A) CFP Board Counsel
B) Disciplinary and Ethics Commission
C) Hearing Panel
D) Appeals Committee

B.)

The answer is Disciplinary and Ethics Commission. The Disciplinary and Ethics Commission is responsible for reviewing petitions for consideration submitted for individuals receiving a presumptive bar.

27

Per the Fitness Standards, identify the conduct under which an individual is eligible to submit a petition for consideration.

A) Revocation of a financial professional license
B) Two or more personal or business bankruptcies
C) Felony conviction for tax fraud or other tax-related crimes
D) Felony conviction for any other violent crime within the last five years

B.)

The answer is two or more personal or business bankruptcies. An individual with two or more personal or business bankruptcies would receive a presumptive bar, according to the guidelines of the Fitness Standards.
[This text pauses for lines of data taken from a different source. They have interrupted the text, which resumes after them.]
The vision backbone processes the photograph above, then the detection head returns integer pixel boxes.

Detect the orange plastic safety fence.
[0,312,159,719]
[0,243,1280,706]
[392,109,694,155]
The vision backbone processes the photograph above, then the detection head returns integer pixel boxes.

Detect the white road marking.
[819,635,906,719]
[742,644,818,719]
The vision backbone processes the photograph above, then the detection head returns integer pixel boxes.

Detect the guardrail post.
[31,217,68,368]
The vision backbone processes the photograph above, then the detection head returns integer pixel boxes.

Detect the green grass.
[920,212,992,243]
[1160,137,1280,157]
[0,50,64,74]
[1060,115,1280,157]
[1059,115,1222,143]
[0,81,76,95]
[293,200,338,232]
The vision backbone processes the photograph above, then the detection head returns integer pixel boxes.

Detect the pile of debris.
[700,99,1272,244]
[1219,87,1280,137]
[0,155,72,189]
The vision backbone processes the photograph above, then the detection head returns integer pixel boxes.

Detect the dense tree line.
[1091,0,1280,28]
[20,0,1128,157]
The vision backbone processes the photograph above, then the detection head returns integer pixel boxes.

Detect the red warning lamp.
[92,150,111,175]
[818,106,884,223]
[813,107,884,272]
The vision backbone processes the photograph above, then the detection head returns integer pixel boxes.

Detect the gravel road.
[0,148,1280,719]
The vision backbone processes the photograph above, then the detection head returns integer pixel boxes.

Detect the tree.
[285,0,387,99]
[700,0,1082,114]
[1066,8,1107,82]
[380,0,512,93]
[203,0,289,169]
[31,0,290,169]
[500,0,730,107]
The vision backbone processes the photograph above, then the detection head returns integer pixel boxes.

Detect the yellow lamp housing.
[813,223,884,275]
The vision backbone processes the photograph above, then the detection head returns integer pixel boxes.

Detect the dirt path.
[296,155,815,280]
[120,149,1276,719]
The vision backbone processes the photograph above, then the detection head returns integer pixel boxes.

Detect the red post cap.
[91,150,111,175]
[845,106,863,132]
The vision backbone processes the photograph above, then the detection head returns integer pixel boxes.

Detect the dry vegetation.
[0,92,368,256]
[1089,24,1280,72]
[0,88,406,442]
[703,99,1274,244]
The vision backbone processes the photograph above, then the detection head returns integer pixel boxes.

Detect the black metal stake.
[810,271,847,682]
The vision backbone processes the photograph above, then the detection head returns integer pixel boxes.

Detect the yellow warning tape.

Conduct leading to a presumptive bar is eligible for a petition for consideration.

28

According to the Procedural Rules, following the issue of an Interim Suspension Order, a Respondent must deliver to CFP Board Counsel evidence of compliance with the Interim Suspension Order. Identify the number of calendar days the Respondent has to complete delivery.

A) 60
B) 30
C) 45
D) 10

D.)

The answer is 10. From the Procedural Rules: "Within 10 calendar days of delivery of an Interim Suspension Order, Respondent must deliver to CFP Board Counsel evidence of compliance with the Interim Suspension Order."